Who Am I in Christ: What Was I Saved To?

We just recently celebrated one of the most beautiful, somber, and celebratory weeks of the Christian calendar—Holy Week. I’m still thinking about it. We were reminded of the unimaginable suffering Jesus endured to fulfill the will of our Holy God. We took time to ponder what the cross means. That Jesus, the perfect son of God, was nailed to a cross and not only experienced great physical pain, but all of the sin of everyone in the entire world – ever. I cannot fathom the weight and guilt and shame and horror that Jesus must have known as He hung on that cross, condemned to death as a criminal.

Praise God that is not the end of the story! After He was dead and buried, He was resurrected! He rose from the grave! He claimed victory over death, over sin! His death ushered in a new era for believers. We are saved by grace and not by works (Eph 2:8-9). There is nothing we can DO to be in right relationship with God. Jesus did it for us, and we, as believers, stand in righteous glory before our Heavenly Father, fully restored to Him in Christ Jesus.

Salvation is such a big and beautiful word and the extent of its importance cannot be adequately conveyed. Any person who knows Jesus as their Lord and Savior should know they are redeemed. They will be with God the Father, God the Son, and God the Holy Spirit for eternity.

As I have worked through our current Thistlebend study, I have been considering what it truly means to be a redeemed child of the King of kings. Who am I in Christ? I know Christ has plucked me out of the pit of destruction and set my feet upon a rock (Psalm 40:2). I know I have the gift of salvation. I know what I have been saved from. But what have I been saved to?

Throughout the Old Testament, we are instructed in what our life post-salvation should look like. But in our homework this week, we camped out a bit in Paul’s letter to the Romans. In Romans 12, Paul shows us how we are to live in the light of God’s grace, and how we are to live in unity within the body of Christ. Note: I have recorded specific passages in which Paul tells us how we are to look:

I appeal to you therefore, brothers,[a] by the mercies of God, to:

  • Present your bodies as a living sacrifice, holy and acceptable to God, which is your spiritual worship.
  • Do not be conformed to this world.
  • Be transformed by the renewal of your mind, that by testing you may discern what is the will of God, what is good and acceptable and perfect
  • Do not to think of (yourself) more highly than (you) ought to think.
  • Think with sober judgment, each according to the measure of faith that God has assigned. 
  • (Be aware that) as in one body we have many members,[e]and the members do not all have the same function.
  • (Recognize…we have been given) gifts that differ according to the grace given to us.
  • Let love be genuine. 
  • Abhor what is evil; hold fast to what is good. 
  • Love one another with brotherly affection. 
  • Be fervent in spirit;serve the Lord.
  • Rejoice in hope, be patient in tribulation, be constant in prayer. 
  • Contribute to the needs of the saints and seek to show hospitality.
  • Bless those who persecute you; bless and do not curse them. 
  • Rejoice with those who rejoice, weep with those who weep. 
  • Live in harmony with one another. 
  • Do not be haughty.
  • Associate with the lowly.
  • Never be wise in your own sight.
  • Repay no one evil for evil, but give thought to do what is honorable in the sight of all. 
  • If possible, so far as it depends on you, live peaceably with all.
  • Beloved, never avenge yourselves, but leave it[I]to the wrath of God.
  • Do not be overcome by evil, but overcome evil with good.
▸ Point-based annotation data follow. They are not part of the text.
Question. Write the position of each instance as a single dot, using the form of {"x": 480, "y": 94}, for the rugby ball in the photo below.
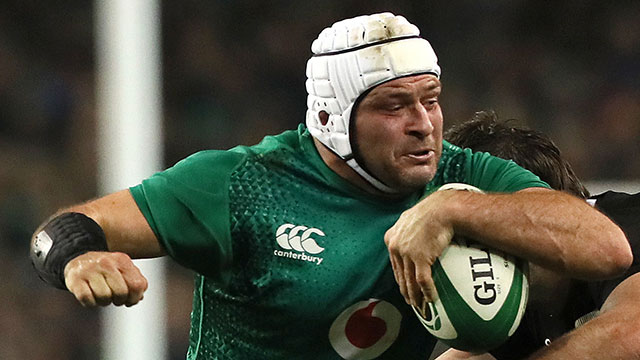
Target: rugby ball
{"x": 482, "y": 294}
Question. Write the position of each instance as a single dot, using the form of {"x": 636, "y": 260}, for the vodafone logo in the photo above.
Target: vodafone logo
{"x": 298, "y": 238}
{"x": 365, "y": 329}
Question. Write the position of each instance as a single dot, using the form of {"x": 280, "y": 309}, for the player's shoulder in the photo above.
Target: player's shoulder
{"x": 616, "y": 200}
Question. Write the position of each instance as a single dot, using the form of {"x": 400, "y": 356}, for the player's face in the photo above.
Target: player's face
{"x": 398, "y": 131}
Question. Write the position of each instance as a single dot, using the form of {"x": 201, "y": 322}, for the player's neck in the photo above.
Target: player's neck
{"x": 340, "y": 167}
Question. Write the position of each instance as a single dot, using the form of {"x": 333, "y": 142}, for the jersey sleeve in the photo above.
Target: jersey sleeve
{"x": 494, "y": 174}
{"x": 187, "y": 207}
{"x": 624, "y": 210}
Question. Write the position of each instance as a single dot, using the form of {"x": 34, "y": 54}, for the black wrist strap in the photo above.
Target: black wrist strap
{"x": 65, "y": 237}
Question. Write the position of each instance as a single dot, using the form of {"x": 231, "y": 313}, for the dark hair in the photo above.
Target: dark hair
{"x": 528, "y": 148}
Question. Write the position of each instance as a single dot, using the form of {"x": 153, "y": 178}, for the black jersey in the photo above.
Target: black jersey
{"x": 539, "y": 327}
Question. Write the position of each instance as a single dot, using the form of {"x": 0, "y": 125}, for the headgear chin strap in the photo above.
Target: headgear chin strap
{"x": 351, "y": 57}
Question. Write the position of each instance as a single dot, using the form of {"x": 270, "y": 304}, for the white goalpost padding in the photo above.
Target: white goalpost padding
{"x": 130, "y": 149}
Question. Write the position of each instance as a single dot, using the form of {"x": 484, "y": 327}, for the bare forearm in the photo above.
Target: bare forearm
{"x": 126, "y": 230}
{"x": 550, "y": 228}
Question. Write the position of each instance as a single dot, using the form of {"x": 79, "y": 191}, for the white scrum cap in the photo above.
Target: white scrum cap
{"x": 351, "y": 57}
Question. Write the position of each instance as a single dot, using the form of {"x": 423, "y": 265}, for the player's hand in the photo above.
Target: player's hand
{"x": 453, "y": 354}
{"x": 415, "y": 242}
{"x": 103, "y": 278}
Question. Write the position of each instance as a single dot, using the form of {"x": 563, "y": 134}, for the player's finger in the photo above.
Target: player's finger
{"x": 399, "y": 272}
{"x": 137, "y": 284}
{"x": 83, "y": 293}
{"x": 413, "y": 290}
{"x": 118, "y": 286}
{"x": 425, "y": 281}
{"x": 101, "y": 291}
{"x": 394, "y": 267}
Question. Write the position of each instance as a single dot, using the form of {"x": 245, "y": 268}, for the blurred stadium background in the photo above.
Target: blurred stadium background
{"x": 233, "y": 71}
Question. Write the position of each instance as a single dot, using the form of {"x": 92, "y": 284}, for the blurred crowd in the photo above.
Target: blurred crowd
{"x": 233, "y": 71}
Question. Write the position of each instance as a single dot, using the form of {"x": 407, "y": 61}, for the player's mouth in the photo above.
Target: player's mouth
{"x": 421, "y": 156}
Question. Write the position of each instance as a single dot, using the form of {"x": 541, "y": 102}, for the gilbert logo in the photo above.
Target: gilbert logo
{"x": 298, "y": 240}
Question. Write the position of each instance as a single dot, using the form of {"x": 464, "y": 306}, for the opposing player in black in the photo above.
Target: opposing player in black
{"x": 311, "y": 243}
{"x": 565, "y": 318}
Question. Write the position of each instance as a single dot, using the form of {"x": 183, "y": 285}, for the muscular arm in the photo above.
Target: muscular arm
{"x": 124, "y": 226}
{"x": 614, "y": 334}
{"x": 103, "y": 278}
{"x": 546, "y": 227}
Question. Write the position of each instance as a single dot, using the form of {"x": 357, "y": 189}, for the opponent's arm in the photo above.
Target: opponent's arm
{"x": 614, "y": 334}
{"x": 549, "y": 228}
{"x": 93, "y": 244}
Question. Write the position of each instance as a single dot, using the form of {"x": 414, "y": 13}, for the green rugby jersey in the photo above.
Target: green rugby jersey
{"x": 290, "y": 257}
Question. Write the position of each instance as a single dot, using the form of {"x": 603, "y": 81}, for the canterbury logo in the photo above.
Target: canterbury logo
{"x": 298, "y": 238}
{"x": 297, "y": 243}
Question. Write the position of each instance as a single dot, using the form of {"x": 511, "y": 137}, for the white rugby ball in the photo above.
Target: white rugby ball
{"x": 482, "y": 294}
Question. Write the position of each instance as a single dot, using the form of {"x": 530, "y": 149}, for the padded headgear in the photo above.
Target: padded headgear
{"x": 350, "y": 58}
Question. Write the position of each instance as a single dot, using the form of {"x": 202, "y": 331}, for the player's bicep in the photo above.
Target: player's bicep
{"x": 625, "y": 295}
{"x": 124, "y": 225}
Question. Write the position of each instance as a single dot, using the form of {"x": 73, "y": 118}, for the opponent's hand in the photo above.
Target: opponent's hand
{"x": 103, "y": 278}
{"x": 415, "y": 242}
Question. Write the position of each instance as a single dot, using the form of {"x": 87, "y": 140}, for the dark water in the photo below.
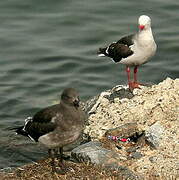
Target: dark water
{"x": 46, "y": 46}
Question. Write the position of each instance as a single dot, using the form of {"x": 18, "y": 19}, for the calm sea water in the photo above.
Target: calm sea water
{"x": 46, "y": 46}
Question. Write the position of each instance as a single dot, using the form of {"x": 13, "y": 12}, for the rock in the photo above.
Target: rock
{"x": 135, "y": 155}
{"x": 125, "y": 130}
{"x": 153, "y": 159}
{"x": 154, "y": 134}
{"x": 96, "y": 154}
{"x": 115, "y": 108}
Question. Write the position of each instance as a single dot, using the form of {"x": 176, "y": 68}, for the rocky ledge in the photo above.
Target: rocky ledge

Friends, this sort of love is what we have been saved to. The cross makes it possible for us to be filled with the Holy Spirit and to walk in this kind of self-sacrificing love.

This week, my Taking the Truth to Heart scripture comes from Romans 12:12: “Rejoice in hope, be patient in tribulation, be constant in prayer.” My plans to “put on” the truth of this scripture for the week include: writing out the scripture on a card and placing it on a small clipboard on my dresser; entering it into my phone so it automatically comes up at a certain time each day, and setting prayer reminders throughout the day (via my phone). The choice to fix our eyes on Jesus and not on ourselves is a daily commitment we must make, over and over again. As Lauren Daigle says in her song, “Refuge,” “There is no distance, That cannot be covered, Over and over….”

We will always walk certain paths back and forth as we seek to work out our salvation (Phil 2:12). I know some paths very well. But God has endless patience, and is at my side the entire time I cover that same path.

May you know the sacrifice and love of our Lord this Easter Season, and may you take time to thank the Lord for the life He saved you from and the life He saved you to.